My sister and I grew up with a stroller’s-eye view of the civil rights movement and I often joke that as a child I was surrounded by adults marching and shouting for this thing called justice. 
 
It was that passion for justice that led me to become a prosecutor, and then to run and be elected as the San Francisco District Attorney, Attorney General of California, and a United States Senator from California.
 
Along the way, I encountered my fair share of naysayers. 
 
“Kamala, you can’t be a prosecutor and care about social justice.”
 
“Kamala, you can’t run for District Attorney. It’s not your turn. You’re at 6% in the polls. Give up.”
 
Yet today, I have the proud honor of serving the people of California in the United States Senate. 
 
From this platform—and every step along the way—I have tried to live another lesson my mother taught me: “You may be the first, but make sure you aren’t the last.”
 
The sad reality is, there are still not enough women at the tables and in the rooms where decisions are made.
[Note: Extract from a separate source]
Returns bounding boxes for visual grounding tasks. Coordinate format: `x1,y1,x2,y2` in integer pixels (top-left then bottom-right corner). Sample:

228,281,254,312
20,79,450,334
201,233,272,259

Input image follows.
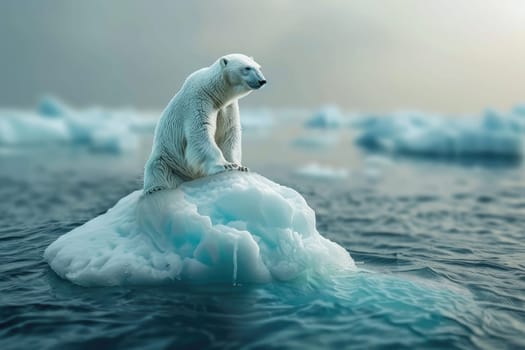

Globally, women are 50% of the population but hold only 15% of positions in national governments. 
 
There are countries where women who engage in the political process face not just slurs, or whisper campaigns, or comments about their clothes—they face rape, violence and even death. Imagine being killed for trying to serve in parliament or for trying to cast a ballot. 
 
And the disturbing authoritarian trend we’ve seen around the globe—in Turkey, in Russia, in Venezuela – is also bad for women. 
 
When citizens are shut out of their government, women are shut out of their government. 
 
When people’s voices are silenced, women’s voices are silenced. 
 
That’s why the work the National Democratic Institute does is so important. We must do more to promote women’s voices and perspectives across the globe.
 
I’m honored to be joining Secretary Madeleine Albright and NDI on May 2 to share why I believe this mission is so important. I hope you’ll join us.